Крупенников шагнул чуть вперед.
За его спиной выстроились офицеры, вернувшиеся с Земли на Агрон. Солнце блестело на наградах – вечность сверкала на штыках.
– Мы дорого заплатили за этот мир. Очень дорого, – кашлянув, сказал комбат. – Спасибо вам, ребята. Живым и мертвым спасибо.
Никакого протокола не было. Не было салютов и поднятия флагов – за неимением таковых. Поэтому никто не удивился, когда майор Крупенников вдруг опустился на одно колено. А потом на второе.
Харченко оказался вторым.
А кто был третьим?
Да, наверное, все…
Молчали они минуту, а может, и больше. Всех павших разве за минуту упомнишь?
– Воздух все еще пахнет сгоревшим порохом, – не поднимая голову, сказал комбат. – И я очень хочу, чтобы и этот мир, и все другие миры ощущали этот запах в последний раз. Но для этого надо порох держать сухим. Всегда. Чтобы те, кто умер на наших руках…
Майор, не спеша, встал:
– Чтобы те, кто умер на наших руках, гордились нами. И любили нас. Мы живы, пока наши товарищи любят нас. Будем же достойны их. Спасибо вам…
Крупенников обернулся и легонько кивнул Лаптеву.

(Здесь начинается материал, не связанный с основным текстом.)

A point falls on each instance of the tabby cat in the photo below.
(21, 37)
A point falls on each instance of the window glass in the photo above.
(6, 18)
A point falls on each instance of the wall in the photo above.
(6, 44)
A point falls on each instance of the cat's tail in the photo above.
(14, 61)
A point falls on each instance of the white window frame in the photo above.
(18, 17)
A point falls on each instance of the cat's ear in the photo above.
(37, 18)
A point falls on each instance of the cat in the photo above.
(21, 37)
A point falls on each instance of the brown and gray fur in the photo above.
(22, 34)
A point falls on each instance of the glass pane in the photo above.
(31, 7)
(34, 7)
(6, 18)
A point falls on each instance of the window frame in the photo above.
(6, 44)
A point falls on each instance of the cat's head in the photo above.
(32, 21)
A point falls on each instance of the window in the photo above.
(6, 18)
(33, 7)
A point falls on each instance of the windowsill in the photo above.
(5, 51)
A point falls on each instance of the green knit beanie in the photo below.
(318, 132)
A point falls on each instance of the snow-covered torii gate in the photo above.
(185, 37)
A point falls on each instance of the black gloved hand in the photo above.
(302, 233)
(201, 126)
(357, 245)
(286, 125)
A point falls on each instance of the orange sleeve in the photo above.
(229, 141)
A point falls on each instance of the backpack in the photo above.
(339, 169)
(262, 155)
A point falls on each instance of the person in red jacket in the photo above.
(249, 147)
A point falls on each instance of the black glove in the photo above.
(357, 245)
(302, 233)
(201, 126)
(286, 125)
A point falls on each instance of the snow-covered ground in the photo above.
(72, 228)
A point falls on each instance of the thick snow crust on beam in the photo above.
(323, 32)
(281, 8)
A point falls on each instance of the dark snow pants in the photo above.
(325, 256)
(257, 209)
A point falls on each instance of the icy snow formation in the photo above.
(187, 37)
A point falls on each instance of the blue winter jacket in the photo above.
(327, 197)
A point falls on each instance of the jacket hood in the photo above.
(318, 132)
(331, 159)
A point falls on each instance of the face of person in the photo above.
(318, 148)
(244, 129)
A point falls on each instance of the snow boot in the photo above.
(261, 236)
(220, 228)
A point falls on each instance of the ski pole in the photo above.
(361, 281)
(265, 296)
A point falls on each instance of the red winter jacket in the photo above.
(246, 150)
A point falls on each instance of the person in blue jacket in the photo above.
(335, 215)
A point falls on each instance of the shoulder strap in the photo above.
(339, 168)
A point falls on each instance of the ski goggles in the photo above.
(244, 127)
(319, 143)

Начальник штаба потянулся было к своему комму, но тут в строю добровольцев и бывших узников неожиданно возникла какая-то суматоха. Майор поднял ладонь: «мол, не спеши»… Будто Лаптев и сам не понял, что спешить не надо. Потому как…
На небольшую пыльную площадь выскочили два ящера, на спинах которых сидели люди. А следом торопливо шагал отец Евгений.

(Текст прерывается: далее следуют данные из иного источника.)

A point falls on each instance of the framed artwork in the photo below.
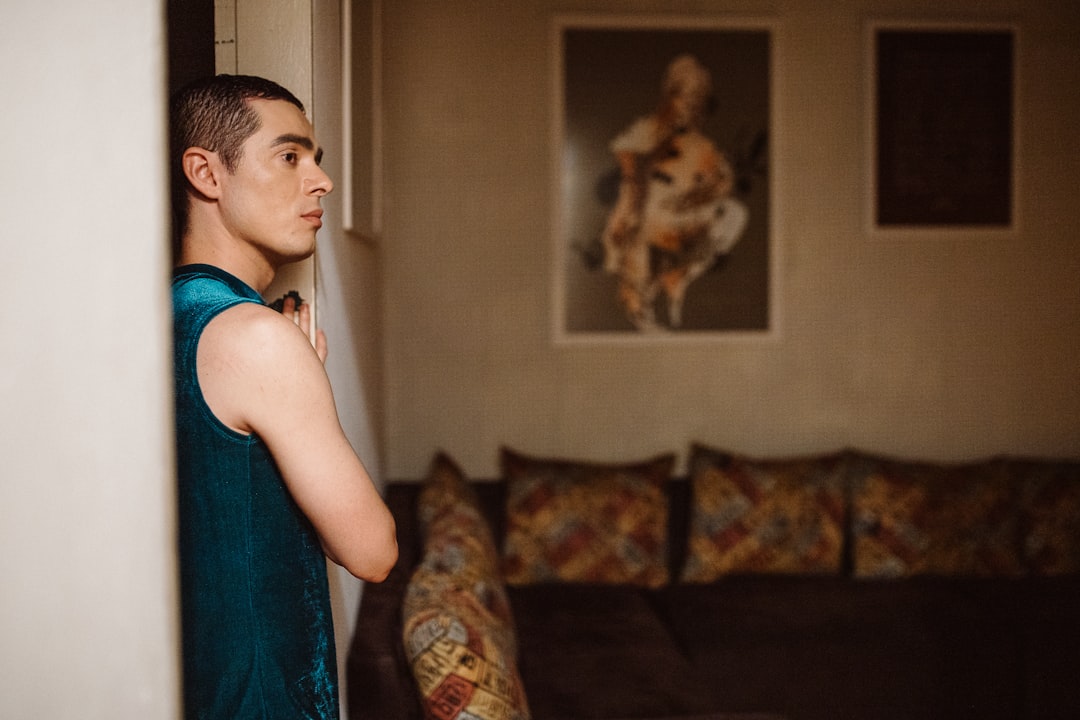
(943, 126)
(661, 155)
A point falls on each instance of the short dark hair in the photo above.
(214, 113)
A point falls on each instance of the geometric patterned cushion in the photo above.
(451, 524)
(585, 522)
(457, 624)
(919, 518)
(1050, 515)
(458, 543)
(758, 516)
(461, 656)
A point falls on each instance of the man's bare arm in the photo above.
(260, 375)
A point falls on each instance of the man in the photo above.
(268, 481)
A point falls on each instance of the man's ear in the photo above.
(202, 168)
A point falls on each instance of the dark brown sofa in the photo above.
(801, 647)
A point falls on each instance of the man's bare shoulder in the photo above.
(256, 365)
(255, 331)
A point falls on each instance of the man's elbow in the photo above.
(376, 564)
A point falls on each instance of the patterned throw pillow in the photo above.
(588, 522)
(462, 656)
(1050, 515)
(927, 518)
(457, 623)
(756, 516)
(457, 540)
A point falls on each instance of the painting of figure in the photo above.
(662, 184)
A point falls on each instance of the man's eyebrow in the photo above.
(302, 140)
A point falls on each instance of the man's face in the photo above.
(272, 199)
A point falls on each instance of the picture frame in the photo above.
(663, 223)
(943, 128)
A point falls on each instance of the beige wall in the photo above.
(88, 606)
(948, 347)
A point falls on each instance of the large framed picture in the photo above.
(942, 126)
(661, 155)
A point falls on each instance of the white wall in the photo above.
(947, 348)
(88, 626)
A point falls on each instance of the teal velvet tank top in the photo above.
(257, 630)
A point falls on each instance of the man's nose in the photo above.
(320, 182)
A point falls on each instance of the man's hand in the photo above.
(302, 317)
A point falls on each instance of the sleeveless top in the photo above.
(257, 630)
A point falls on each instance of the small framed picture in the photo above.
(943, 126)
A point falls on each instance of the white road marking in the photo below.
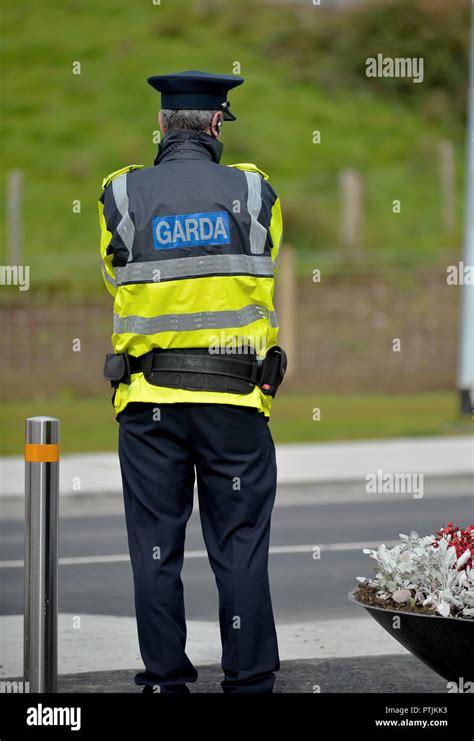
(91, 643)
(274, 550)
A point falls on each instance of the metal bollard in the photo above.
(40, 660)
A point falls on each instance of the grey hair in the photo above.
(184, 119)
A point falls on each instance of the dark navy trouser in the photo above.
(231, 449)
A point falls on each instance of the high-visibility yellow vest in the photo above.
(189, 250)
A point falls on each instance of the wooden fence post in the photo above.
(14, 205)
(286, 306)
(446, 167)
(351, 192)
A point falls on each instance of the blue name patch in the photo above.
(191, 230)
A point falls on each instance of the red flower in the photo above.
(458, 538)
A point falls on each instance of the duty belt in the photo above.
(198, 370)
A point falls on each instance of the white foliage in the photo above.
(430, 576)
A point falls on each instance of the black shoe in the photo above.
(167, 689)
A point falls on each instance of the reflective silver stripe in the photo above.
(126, 227)
(190, 322)
(258, 233)
(158, 270)
(107, 277)
(277, 258)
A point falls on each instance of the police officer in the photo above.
(189, 251)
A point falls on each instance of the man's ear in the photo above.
(216, 123)
(160, 121)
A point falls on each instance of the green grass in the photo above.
(67, 131)
(89, 424)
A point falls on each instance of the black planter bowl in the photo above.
(446, 645)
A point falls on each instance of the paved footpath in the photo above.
(99, 473)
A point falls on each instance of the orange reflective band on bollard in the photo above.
(41, 453)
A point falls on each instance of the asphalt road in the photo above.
(303, 588)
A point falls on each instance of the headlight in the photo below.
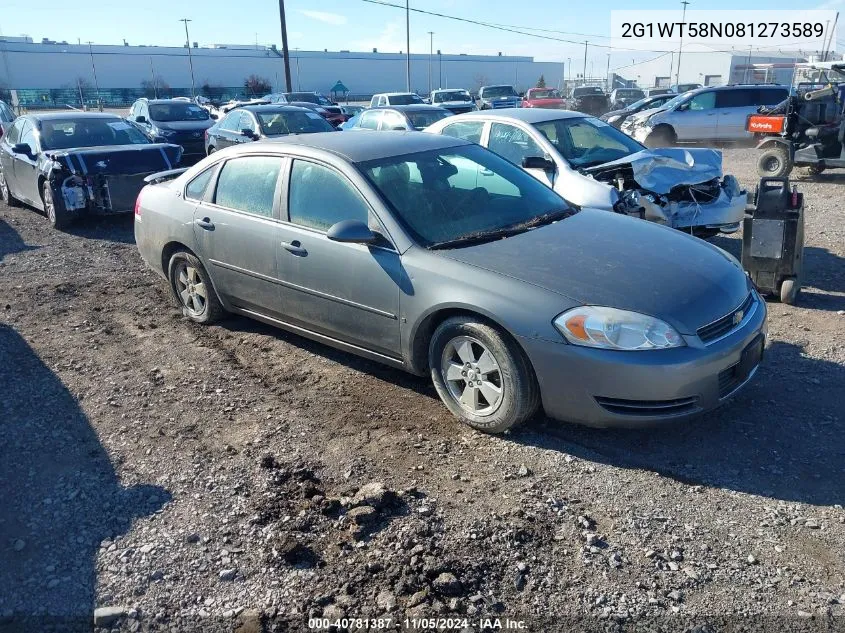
(610, 328)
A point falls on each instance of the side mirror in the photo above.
(538, 162)
(351, 231)
(22, 148)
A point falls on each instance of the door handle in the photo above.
(295, 247)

Руки многих бойцов машинально поползли к оружию.
– Здравия желаю, товарищи офицеры! – козырнул один из наездников, лихо спрыгивая на землю. Спешились и остальные.
– Извиняюсь, что опоздали, но уж больно удивить вас хотелось, – пояснил подошедший священник, подходя. – Вот, понимаешь, приручили зверюшек. Одна, правда, лапы недавно сломала, но уже начинает ходить…
А потом они долго обнимались.
А потом…
Да много чего было потом.
Подбрасывая в небо шлемы, снова и снова обнимались и плакали от радости. Сидели у костров, опорожняя канистры с крепким алкоголем. Наперебой и невпопад пели песни и стреляли вверх.
Победа же!
А одомашненные ящеры тихо скулили, неуклюже прикрывая головы передними лапами. Уж больно громко себя сегодня вели обычно такие тихие и добрые человеки.
Потом еще будут проблемы, работы, любови, ссоры…
Но это потом.
А пока…
ПОБЕДА, РЕБЯТА!
ПОБЕДА!!!
Эпилог
Археологическая экспедиция MAH, 2347 год
Два огромных ящера раскапывали кучу камней, опаленных знойным послеполуденным солнцем. Один мощными задними лапами раскидывал их, второй передними – маленькими и хрупкими на вид – тщательно перебирал содержимое образующегося отвала. Судя по характеру занимавших огромную площадь обломков, порой громоздящихся многометровыми завалами, некогда здесь был город, в одночасье уничтоженный какой-то чудовищной и злой силой, которой достало мощи, чтобы шутя раскрошить прочный бетон и перекрутить двутавровые балки. Картину разрушения дополняли многочисленные куски пластика, битое стекло и расщепленные, обугленные обломки некогда обработанного дерева. Кое-где среди мусора встречались и человеческие кости, на которые увлеченные своим занятием рептилии вовсе не обращали внимания.
Никакой одежды на ящерах не было, если, конечно, не считать таковой жилетов из грубой синтетической ткани, надетых прямо на серозеленую, неприятно отблескивавшую на солнце чешую, и состоящих из одних карманов – от совсем крошечных до по истине огромных, вмещавших емкости с водой и какие-то инструменты.
Копавшийся в отвале второй ящер вдруг резко замер, нервно облизнув раздвоенным языком продолговатые сухие ноздри. А потом зашипел первому:
– Ссстой… Ссстой… Не бросссай… Нашшел шшто-то…
– Ыхырр? – вопросительно рыкнул его напарник, оборачиваясь.
Второй показал ему запорошенный каменной пылью маленький черный кубик, зажатый в трехпалой лапе с устрашающего вида когтями:
– Массстер будет рррыад!
– Бешшим!
И оба холоднокровных с грацией, неожиданной для своей массы, помчались к видневшимся вдалеке тентам базового археологического лагеря.
– Массстер Алексссей, воттт…
Второй протянул кубик начальнику молодому человеicy в рабочем комбинезоне. Тот посмотрел на ящера и кивнул, отряхивая перепачканные глиной ладони:
– Включи, Рырх. А ты, Хоте, будь хорошим мальчиком, сбегай за водой! А то жарища – мочи нет…
Хоте довольно кивнул и умчался к портативному холодильнику заполненному пластиковыми емкостями с холодной водой. А Рырх осторожно нажал огромным когтем на едва заметную выпуклость на одной из граней кубика.